Hoje todo mundo sabe, na teoria e na prática, que o corriqueiro não é notícia. Aquele exemplo clássico que já está careca de tanto ser citado. Se um cão morde um homem, nada a noticiar. Se um homem morde um cão, está aí a matéria-prima. Cumpre apurar tudo direitinho. Se o homem foi vacinado contra a raiva. Se o cão estava quieto no seu canto, ou se partiu dele a provocação. Nome, idade, cor e sexo da vítima. Enfim, um prato cheio.

Se notícia é o inusitado, o que sai da banalidade e escapa ao lixo do cotidiano, então por que essa foto na primeira página? Esse personagem será assim tão insólito? Imagino que o leitor já esqueceu a foto de ontem e o impacto que ela nos causou. Esquecer é um mecanismo confortável. E essencial. É o que nos permite continuar vivendo na santa paz de nossa consciência. Que diabo, a gente tem que se defender. Eu, por exemplo, quando dei com a foto, logo pensei com os meus botões: deve ser coisa de muito longe. Biafra, por exemplo. Você se lembra de Biafra?

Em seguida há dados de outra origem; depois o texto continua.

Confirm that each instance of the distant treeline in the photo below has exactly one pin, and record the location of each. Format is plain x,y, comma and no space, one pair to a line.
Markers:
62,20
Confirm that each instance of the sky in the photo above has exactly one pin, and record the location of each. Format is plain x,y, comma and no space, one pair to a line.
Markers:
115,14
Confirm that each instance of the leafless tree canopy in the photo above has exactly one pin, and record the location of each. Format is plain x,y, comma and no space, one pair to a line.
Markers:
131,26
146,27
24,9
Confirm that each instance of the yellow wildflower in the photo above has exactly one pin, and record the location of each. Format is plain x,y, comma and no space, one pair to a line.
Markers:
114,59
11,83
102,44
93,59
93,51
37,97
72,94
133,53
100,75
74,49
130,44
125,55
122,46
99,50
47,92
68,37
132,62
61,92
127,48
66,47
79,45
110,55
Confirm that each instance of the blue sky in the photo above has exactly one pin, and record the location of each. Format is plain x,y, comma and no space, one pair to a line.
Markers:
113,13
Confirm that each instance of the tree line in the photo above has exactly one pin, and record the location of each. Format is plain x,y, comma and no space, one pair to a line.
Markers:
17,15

Biafra, ou Bangladesh. Lá nos cafundós, onde Judas perdeu as botas. Nada a ver comigo. E decidi fugir da legenda. Por via das dúvidas, preferia não saber onde vive, ou sobrevive, aquela coisinha de olhos fechados. Ainda bem. Se tivesse os olhos abertos, grampeava o meu olhar e adeus café da manhã. A mão direita no peito lhe dá um ar contrito. A mão esquerda segura o pé direito. Segura firme, a perna direita cruzada sobre a esquerda. Tem até graça. Uma graça horrível, mas tem.

E aquela fralda imensa. Branca, farta, não o deixa nu. Ou nua. Não está dito qual o sexo do top model que posou para o fotógrafo. Tem quatro meses, diz a legenda. Está internado na Paraíba, com suspeita de cólera. Como será o nome desse serzinho tão indefeso? Aí, me ocorreu que seu nome é legião. Seu sobrenome? Brasil. Por falar nisto, quando é que a gente vai tomar vergonha na cara?